§9 JWT signing-key rotation runbook (todo §9); turned the README's 3-line rotation note into an operational runbook and closed the tooling gap that made its documented steps unrunnable — the old "prepend a key / drop it later" meant hand-editing a JSON file holding a private signing key. Tests-first: new pure rotateJwks(current,{prune}) in gen-jwks.ts — --prepend puts a fresh ES256 key first (Kratos signs with keys[0], the old keys still verify in-flight JWTs) and keeps the rest in order; --prune keeps only the newest (drop superseded post-TTL).

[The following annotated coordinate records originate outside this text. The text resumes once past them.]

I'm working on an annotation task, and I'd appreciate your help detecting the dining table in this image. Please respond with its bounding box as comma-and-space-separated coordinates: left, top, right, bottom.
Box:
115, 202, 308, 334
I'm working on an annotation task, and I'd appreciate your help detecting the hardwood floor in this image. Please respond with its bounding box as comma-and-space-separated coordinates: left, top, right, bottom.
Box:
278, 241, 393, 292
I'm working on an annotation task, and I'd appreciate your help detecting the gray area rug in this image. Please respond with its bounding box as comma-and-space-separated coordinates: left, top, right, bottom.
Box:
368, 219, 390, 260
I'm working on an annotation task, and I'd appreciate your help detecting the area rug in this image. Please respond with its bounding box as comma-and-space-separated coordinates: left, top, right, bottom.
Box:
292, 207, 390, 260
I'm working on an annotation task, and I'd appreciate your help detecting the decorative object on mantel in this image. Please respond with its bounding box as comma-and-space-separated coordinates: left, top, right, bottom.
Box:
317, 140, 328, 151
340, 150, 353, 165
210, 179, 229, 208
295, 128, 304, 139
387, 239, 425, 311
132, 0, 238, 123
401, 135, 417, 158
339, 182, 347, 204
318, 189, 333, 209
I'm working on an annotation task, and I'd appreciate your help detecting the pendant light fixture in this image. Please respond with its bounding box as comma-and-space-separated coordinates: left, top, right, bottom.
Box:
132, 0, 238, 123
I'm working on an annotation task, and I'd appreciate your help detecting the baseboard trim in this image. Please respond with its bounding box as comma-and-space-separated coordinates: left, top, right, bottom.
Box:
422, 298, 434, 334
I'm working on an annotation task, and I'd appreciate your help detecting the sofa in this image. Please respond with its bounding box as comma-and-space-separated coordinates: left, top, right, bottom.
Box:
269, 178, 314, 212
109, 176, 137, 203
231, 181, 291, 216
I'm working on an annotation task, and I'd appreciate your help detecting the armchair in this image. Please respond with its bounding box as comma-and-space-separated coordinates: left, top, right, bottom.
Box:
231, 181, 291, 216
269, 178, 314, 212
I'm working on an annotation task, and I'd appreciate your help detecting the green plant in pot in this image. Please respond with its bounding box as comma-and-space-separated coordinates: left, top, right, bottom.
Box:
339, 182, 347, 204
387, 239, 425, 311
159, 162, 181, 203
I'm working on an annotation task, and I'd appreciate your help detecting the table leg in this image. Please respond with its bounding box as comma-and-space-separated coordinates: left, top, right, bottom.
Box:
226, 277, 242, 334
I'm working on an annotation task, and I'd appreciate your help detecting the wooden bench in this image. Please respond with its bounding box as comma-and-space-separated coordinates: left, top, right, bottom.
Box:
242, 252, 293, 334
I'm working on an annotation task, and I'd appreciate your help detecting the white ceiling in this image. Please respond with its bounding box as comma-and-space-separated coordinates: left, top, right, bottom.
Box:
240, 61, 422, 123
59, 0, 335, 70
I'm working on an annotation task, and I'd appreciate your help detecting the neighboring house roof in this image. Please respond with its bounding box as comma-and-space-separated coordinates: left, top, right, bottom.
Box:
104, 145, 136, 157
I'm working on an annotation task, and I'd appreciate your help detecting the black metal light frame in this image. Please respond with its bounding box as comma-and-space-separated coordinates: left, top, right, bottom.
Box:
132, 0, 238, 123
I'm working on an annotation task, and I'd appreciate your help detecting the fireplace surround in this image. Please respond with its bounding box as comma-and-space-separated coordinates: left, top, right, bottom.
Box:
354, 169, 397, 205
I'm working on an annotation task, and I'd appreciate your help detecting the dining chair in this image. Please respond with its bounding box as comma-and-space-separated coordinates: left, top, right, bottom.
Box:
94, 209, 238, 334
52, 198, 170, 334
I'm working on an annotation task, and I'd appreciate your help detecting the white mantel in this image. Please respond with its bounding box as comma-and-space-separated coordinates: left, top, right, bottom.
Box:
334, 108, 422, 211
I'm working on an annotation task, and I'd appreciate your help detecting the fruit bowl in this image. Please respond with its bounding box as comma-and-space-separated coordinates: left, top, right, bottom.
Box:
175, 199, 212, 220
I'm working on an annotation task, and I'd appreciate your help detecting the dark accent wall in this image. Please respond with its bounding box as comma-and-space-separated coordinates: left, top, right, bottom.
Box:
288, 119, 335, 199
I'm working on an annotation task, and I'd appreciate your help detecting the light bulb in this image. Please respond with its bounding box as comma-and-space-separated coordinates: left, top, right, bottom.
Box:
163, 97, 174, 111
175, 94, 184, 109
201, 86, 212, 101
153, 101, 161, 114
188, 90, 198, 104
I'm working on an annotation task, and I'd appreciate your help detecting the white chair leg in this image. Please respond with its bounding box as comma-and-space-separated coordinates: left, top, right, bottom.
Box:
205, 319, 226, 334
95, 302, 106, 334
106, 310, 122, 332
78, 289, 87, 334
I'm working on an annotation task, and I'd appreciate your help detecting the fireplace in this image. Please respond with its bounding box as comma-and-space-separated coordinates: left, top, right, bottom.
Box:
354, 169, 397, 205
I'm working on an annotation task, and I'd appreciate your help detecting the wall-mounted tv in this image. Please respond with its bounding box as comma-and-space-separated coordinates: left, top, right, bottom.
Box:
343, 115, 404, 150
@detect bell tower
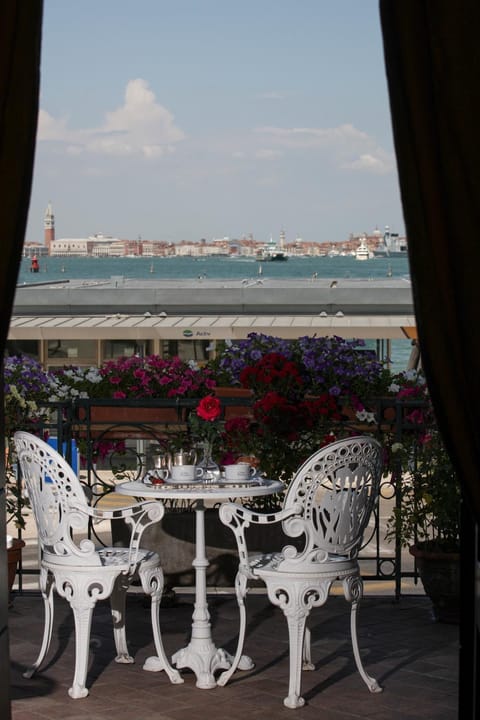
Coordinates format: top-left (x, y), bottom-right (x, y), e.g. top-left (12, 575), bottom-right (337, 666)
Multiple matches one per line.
top-left (43, 202), bottom-right (55, 255)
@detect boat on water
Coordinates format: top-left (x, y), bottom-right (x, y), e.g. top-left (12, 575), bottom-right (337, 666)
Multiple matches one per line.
top-left (355, 238), bottom-right (372, 260)
top-left (373, 225), bottom-right (408, 258)
top-left (255, 233), bottom-right (288, 262)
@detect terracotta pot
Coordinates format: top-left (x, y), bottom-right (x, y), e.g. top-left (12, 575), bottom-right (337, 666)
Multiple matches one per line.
top-left (7, 538), bottom-right (25, 592)
top-left (409, 545), bottom-right (460, 624)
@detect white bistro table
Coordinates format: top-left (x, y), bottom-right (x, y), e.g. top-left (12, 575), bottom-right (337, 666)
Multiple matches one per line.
top-left (115, 477), bottom-right (285, 690)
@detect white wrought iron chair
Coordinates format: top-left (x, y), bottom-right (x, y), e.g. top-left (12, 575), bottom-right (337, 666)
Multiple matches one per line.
top-left (218, 436), bottom-right (382, 708)
top-left (14, 431), bottom-right (183, 698)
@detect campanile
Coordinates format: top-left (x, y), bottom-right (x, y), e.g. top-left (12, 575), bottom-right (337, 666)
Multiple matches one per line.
top-left (43, 202), bottom-right (55, 255)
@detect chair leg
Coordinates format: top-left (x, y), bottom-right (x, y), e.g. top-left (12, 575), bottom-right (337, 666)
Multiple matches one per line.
top-left (217, 572), bottom-right (248, 686)
top-left (302, 626), bottom-right (315, 670)
top-left (68, 598), bottom-right (95, 700)
top-left (23, 567), bottom-right (54, 678)
top-left (282, 608), bottom-right (308, 708)
top-left (139, 567), bottom-right (184, 684)
top-left (110, 575), bottom-right (134, 663)
top-left (343, 577), bottom-right (383, 693)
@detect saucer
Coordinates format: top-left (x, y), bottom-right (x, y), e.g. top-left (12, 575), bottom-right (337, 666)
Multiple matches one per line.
top-left (164, 475), bottom-right (202, 485)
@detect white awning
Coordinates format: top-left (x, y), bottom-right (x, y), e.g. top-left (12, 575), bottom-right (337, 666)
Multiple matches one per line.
top-left (8, 313), bottom-right (416, 340)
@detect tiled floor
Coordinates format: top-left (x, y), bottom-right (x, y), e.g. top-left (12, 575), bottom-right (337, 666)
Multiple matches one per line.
top-left (9, 594), bottom-right (458, 720)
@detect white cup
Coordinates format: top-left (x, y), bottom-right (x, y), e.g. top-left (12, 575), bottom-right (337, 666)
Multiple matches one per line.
top-left (170, 465), bottom-right (203, 482)
top-left (225, 463), bottom-right (256, 482)
top-left (145, 468), bottom-right (169, 485)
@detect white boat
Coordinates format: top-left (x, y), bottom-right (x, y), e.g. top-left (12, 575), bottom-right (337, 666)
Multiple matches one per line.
top-left (355, 238), bottom-right (372, 260)
top-left (373, 225), bottom-right (408, 257)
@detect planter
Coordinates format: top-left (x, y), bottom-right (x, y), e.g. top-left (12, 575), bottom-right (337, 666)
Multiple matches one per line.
top-left (215, 386), bottom-right (253, 420)
top-left (79, 405), bottom-right (182, 440)
top-left (7, 538), bottom-right (25, 593)
top-left (409, 545), bottom-right (460, 624)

CLI reads the existing set from a path arg and writes the new set to stdout (header documents the temp-file redirect so the shell's > can't truncate the input). gen-jwks.test.ts covers prepend (length+1, fresh kid first, old set preserved) + prune (→ 1 key). Runbook documents the two-sided install (Kratos signer env/mount + web JWKS_URL; file:// hot-reloads, base64:// immutable), why it's zero-downtime (sign-with-first + verify-by-kid), the scheduled path (prepend → restart kratos → verify new kid → wait ~12min = 10m TTL + skew → prune; rollback before prune) and the emergency path (replace with a single key → every leaked-key token fails signature → forced re-login; the §9 denylist is moot since the signature is already invalid). Verified the CLI live against the committed dev JWKS (bare→1, --prepend→2 with old kid second, --prune→1); jwks.json untouched. Docs/CLI-only, covered by units (per the §9 precedent, no new browser E2E). README Status + Layout updated. typecheck + 335 units green (333 → 335).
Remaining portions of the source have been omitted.